Once he signs his extension, Clayton Kershaw will be scheduled to make $215 million over the next seven years. According to cbssports.com, Kershaw is scheduled to make $22 million in 2014, followed by $30, $32, $33, $33, $32 and $33 million through 2020 with an opt-out for Kershaw after 2018. According to Cot's, the Cardinals rotation will make roughly $29 million in 2014. Taking a look at Kershaw, his contract, the Cardinals' staff, its contracts, and the next five years show just how effective St. Louis has been building its rotation.
While Kershaw is many years younger and has pitched at a slightly higher level than Adam Wainwright, the extension Wainwright signed keeps looking better and better.The Cardinals previously signed Adam Wainwright to an extension that begins this year and will pay him $19.5 million every year through 2018. The Cardinals also have Jaime Garcia signed and Shelby Miller, Lance Lynn, Michael Wacha, and Carlos Martinez under team control through at least 2017.
Here is my very rough projection for the Cardinals' rotation over the next five years.
Garcia has two club options that the Cardinals may decide to exercise if he proves himself, but I inserted the cost-effective Carlos Martinez after Garcia's guaranteed portion of his contract runs out. I hesitated to put anyone in Lynn's spot in 2018 because it is so far into the future so I left it as unknown. While much can, and will, change over the next few years, this should provide an decent idea of what the Cardinals' starting five will look like.
Projecting effectiveness over five years is also a difficult task. I originally planned to use the Oliver projections available at fangraphs, but I instead opted to go with the ZiPS projections for the Dodgers and for the Cardinals and kept them static for five years. Performance will fluctuate, but these projections provided a decent base case for the Cardinals' rotation given their youth and inexperience while providing pretty close to a best case scenario for the Dodgers.

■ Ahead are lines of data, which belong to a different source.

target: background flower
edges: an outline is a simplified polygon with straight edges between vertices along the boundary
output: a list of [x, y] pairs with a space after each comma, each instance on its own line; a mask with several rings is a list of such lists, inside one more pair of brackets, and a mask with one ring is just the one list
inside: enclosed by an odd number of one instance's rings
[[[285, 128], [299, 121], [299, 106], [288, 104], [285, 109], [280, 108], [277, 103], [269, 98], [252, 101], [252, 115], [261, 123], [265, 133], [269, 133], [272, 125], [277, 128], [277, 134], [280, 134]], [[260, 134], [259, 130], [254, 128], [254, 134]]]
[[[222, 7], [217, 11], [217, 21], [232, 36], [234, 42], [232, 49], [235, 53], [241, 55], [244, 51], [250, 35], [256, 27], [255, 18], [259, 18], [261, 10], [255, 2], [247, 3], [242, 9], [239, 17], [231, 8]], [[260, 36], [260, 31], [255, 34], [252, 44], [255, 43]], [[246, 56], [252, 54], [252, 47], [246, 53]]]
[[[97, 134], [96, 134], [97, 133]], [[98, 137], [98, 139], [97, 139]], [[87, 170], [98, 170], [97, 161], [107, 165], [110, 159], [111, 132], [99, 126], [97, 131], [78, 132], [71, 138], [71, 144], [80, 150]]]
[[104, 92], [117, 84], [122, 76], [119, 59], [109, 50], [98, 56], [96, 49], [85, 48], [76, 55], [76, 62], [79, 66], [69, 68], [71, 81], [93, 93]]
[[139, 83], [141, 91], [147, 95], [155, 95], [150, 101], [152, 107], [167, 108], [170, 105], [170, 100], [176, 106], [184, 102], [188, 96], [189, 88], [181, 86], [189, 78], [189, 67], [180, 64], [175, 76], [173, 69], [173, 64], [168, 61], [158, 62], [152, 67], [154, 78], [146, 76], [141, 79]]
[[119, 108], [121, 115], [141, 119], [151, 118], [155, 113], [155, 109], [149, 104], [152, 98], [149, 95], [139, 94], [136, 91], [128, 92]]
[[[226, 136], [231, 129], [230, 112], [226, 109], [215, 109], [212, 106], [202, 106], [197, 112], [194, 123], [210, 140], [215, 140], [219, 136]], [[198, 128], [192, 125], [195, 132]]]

For Kershaw's salary I included a luxury tax adjustment. The Dodgers are likely to be paying the luxury tax (now called the competitive balance tax) every year. They will be paying at a 30% level next season, 40% in 2015 and 50% in 2016 and beyond. The luxury tax uses average annual value (AAV) for tax purposes. I estimated Kershaw's salary would be ⅛ of payroll so I made ⅛ of Kershaw's $30.7 million average annual value ($3.84 million) taxable. For arbitration cases, I put the Cardinals' pitchers at $2 million in the first year, escalating to $7 million and $10 million in subsequent years. See the totals for the Cardinals and Kershaw below along with a graph showing $/zWAR.
With the cost of a win somewhere at $5.45 million and rising ($$), Kershaw could be well worth his contract and more. The Cardinals, even with some conservative projections over the next five years, figure to receive a solid rotation at bargain prices. With Phil Hughes, Edwin Jackson, Jeremy Guthrie all receiving multi-year contracts recently, the Cardinals ability to fill out an effective, modestly-priced rotation has been one of the keys in allowing them to upgrade at other areas of need.